Her bayram sabahı, o günün bir bayram günü olarak farklı olduğunu hatırlatan konuklar evlerimize dolar, herkes birbirinin hatırını sorardı. Sonra ortak hatırlarla koyulaşan sohbetler, lokum ve kahve ikramlarıyla; dahası tepsi tepsi baklavalarla sona ererdi.

Televizyonda duydum, giderek her evin vazgeçilmezi olan baklavaların bir dilimi marketlerde 40 liraya varan fiyatlarla satılıyormuş. Eğer öyleyse tıpkı evlerimizi dolduran sevgili konuklarımız gibi baklavalar, kadayıflar ve bayramların simgesi çoğu yiyecekler de terk edecek evlerimizi.

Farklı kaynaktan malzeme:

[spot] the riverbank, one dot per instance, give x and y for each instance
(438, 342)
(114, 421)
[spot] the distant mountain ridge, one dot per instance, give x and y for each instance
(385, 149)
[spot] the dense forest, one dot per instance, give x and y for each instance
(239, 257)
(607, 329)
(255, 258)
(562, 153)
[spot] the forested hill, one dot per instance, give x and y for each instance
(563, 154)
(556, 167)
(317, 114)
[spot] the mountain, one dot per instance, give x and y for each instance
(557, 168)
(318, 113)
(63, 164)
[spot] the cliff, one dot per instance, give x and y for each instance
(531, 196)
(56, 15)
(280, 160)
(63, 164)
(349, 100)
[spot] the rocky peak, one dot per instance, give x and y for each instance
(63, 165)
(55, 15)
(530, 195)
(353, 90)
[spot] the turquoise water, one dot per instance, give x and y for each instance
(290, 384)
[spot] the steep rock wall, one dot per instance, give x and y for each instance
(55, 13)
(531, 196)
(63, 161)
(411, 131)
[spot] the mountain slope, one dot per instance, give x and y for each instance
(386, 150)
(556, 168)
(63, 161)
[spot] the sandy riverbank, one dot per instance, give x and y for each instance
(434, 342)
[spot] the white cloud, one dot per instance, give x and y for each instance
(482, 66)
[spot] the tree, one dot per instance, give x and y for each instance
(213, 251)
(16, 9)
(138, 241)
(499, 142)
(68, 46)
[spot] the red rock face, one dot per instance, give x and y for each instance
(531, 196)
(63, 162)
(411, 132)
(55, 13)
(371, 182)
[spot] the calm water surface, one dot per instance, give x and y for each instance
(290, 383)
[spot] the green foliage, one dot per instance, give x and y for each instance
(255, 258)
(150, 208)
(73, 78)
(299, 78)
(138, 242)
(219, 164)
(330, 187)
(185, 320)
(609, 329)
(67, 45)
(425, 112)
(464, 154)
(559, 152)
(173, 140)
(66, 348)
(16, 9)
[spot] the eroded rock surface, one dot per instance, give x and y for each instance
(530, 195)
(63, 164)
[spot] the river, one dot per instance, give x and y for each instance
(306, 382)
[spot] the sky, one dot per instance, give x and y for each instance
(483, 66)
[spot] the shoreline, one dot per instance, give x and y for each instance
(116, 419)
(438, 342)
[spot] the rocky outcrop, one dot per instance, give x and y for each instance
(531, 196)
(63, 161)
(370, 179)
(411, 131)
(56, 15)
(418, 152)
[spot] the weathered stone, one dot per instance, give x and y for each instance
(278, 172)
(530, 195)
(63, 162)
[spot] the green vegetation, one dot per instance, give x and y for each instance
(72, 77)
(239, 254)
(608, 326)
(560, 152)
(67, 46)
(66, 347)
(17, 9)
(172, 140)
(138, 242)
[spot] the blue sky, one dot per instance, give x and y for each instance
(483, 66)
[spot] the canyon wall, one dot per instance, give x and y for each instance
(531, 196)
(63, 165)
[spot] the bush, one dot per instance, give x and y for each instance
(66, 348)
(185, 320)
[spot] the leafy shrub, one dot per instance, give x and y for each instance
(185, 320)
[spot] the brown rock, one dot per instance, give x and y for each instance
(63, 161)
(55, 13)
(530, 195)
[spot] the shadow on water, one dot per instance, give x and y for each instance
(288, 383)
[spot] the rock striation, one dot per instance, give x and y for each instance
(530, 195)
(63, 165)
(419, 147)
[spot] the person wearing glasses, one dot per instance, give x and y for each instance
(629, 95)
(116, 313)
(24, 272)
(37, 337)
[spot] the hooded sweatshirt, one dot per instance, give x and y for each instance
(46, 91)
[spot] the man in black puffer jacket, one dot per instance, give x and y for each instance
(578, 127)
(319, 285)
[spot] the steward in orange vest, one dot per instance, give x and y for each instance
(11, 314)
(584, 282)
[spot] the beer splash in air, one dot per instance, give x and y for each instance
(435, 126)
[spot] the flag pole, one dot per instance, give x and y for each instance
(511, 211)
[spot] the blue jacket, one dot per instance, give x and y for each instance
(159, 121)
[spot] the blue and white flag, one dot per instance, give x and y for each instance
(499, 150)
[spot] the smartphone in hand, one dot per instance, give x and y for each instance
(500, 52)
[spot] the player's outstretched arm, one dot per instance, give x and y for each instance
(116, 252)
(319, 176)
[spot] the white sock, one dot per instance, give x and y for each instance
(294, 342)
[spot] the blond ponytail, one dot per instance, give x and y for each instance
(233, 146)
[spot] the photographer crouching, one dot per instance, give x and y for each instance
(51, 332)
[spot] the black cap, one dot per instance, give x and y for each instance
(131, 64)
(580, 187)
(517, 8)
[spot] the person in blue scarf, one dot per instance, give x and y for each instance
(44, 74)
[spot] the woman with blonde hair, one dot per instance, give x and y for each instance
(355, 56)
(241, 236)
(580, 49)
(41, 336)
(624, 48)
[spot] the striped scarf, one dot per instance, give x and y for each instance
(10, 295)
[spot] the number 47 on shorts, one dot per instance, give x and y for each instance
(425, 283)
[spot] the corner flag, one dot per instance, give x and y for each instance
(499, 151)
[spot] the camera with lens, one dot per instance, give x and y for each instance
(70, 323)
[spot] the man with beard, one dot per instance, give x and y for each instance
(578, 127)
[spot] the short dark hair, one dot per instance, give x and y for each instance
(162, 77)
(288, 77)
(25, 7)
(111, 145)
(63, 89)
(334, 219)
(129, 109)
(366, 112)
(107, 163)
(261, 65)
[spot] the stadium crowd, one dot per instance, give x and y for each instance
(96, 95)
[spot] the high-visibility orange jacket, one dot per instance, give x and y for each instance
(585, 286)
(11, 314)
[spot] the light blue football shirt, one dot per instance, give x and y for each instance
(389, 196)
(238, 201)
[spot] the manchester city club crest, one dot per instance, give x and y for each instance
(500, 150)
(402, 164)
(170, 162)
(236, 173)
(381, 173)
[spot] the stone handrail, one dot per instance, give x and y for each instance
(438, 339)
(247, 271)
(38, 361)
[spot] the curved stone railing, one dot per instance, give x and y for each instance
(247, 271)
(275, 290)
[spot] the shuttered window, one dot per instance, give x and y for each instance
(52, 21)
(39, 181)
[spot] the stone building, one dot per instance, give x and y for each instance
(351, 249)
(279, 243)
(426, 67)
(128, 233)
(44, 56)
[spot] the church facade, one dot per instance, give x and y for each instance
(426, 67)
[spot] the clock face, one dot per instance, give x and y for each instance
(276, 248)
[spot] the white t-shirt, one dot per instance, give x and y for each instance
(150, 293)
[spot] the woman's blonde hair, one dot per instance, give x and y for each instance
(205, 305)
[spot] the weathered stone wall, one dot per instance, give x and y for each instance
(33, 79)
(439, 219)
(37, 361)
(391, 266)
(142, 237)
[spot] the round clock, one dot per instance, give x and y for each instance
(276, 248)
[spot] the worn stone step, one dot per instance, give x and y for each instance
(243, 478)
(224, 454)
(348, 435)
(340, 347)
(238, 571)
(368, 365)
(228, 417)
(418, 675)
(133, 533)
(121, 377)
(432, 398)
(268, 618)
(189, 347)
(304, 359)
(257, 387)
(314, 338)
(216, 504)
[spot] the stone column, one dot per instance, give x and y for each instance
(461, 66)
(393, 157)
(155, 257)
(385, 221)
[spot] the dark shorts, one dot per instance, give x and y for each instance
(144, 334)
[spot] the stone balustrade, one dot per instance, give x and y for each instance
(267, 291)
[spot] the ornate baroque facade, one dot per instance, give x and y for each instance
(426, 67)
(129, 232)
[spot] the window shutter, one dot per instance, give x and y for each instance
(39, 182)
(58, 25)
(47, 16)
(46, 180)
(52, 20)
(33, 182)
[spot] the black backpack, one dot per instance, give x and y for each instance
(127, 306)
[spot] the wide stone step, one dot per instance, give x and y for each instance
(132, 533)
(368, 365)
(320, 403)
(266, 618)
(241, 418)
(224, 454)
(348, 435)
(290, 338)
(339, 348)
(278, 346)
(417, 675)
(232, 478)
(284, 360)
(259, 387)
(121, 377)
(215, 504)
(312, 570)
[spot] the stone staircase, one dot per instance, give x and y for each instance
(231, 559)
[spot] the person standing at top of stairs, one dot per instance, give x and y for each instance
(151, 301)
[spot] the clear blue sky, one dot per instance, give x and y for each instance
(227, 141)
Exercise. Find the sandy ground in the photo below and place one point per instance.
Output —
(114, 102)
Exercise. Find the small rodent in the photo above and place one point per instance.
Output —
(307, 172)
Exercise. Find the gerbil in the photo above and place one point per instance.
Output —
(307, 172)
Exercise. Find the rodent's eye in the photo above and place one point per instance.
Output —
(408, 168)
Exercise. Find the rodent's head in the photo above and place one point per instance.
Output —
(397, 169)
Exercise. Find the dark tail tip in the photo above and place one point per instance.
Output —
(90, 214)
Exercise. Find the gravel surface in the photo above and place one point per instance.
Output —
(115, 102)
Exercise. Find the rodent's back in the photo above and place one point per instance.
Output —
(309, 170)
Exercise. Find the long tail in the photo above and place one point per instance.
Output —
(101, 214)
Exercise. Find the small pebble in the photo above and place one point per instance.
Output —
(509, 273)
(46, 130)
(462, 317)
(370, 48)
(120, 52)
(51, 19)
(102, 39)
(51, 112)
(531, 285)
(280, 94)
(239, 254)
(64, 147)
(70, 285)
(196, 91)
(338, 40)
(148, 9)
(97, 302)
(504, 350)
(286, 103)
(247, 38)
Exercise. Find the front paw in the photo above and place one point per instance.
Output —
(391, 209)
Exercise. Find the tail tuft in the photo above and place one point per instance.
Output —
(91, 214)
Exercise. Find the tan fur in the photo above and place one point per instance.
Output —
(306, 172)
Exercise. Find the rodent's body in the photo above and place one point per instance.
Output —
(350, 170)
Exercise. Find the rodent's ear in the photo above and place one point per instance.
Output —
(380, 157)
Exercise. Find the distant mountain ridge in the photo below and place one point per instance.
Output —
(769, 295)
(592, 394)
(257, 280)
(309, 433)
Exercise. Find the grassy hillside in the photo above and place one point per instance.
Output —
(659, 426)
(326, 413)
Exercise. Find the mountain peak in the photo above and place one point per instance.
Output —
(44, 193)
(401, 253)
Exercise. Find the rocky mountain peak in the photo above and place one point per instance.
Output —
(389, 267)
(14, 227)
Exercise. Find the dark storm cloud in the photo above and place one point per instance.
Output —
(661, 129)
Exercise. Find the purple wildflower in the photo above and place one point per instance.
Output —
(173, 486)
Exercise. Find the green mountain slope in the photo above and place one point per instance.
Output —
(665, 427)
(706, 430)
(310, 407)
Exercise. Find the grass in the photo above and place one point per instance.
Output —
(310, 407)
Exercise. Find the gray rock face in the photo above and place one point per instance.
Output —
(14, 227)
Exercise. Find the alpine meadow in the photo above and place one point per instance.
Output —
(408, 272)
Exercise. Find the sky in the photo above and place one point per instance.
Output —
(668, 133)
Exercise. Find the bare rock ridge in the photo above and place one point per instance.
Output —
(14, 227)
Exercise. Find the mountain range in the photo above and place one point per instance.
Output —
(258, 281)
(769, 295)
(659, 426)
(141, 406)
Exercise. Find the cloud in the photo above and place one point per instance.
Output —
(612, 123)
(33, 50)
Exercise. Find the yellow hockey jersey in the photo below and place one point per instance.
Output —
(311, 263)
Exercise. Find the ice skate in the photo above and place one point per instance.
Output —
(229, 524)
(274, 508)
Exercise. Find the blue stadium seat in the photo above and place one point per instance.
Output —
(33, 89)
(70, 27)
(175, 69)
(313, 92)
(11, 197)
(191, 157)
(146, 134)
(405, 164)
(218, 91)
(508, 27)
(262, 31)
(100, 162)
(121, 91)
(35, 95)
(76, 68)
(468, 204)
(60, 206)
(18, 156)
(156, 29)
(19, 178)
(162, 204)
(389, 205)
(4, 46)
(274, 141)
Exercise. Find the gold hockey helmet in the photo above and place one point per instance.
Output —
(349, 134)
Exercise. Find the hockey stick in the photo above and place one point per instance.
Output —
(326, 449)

Şimdi belki daha çok imkanlarımız var ama eskilerin yaptığı samimi sohbetlerin tadını alabiliyor muyuz? Hepimiz birer gezgin turist gibi yurdun dört bucağına savrulunca zaten bütün alenin bir araya toplanması mümkün mü? Olsa olsa uzaktakilerle görüntülü telefon görüşmeleri yaparsınız. O da yan yana olmanın sıcaklığını asla vermez…

Diğer yandan çalışan insanlar için de çocuklar için de bayram günleri artık bir tatil olarak görülmeye başladı. Okullar gibi iş yerleri de kapanınca imkanı olanlar belki de bir sahil oteline ya da bir dağ evine atıyor kendini. Tatile çıkamayanlar da çoğu zaman o büyük aile buluşmalarından mahrum kalabilir. Çünkü özellikle büyüyen kentlerdeki dev apartmanlarda artık hiç tanımadığımız komşular oturuyor. Olsa olsa birkaçıyla bir araya gelip kısa ziyaretlerle geçiştirenler de vardır. O eski bayram tadını boş yere aramaya gerek yok.

Demem o ki ya bizler eskiyoruz ya da zaman değirmeni çok acımasız. Zaman makinesi bir bakıma birçok güzel şeyler getirirken bir yandan da sosyal alışkanlıklarımızı, bir toplumu var eden gelenek ve göreneklerimizi birer birer götürüp gidiyor.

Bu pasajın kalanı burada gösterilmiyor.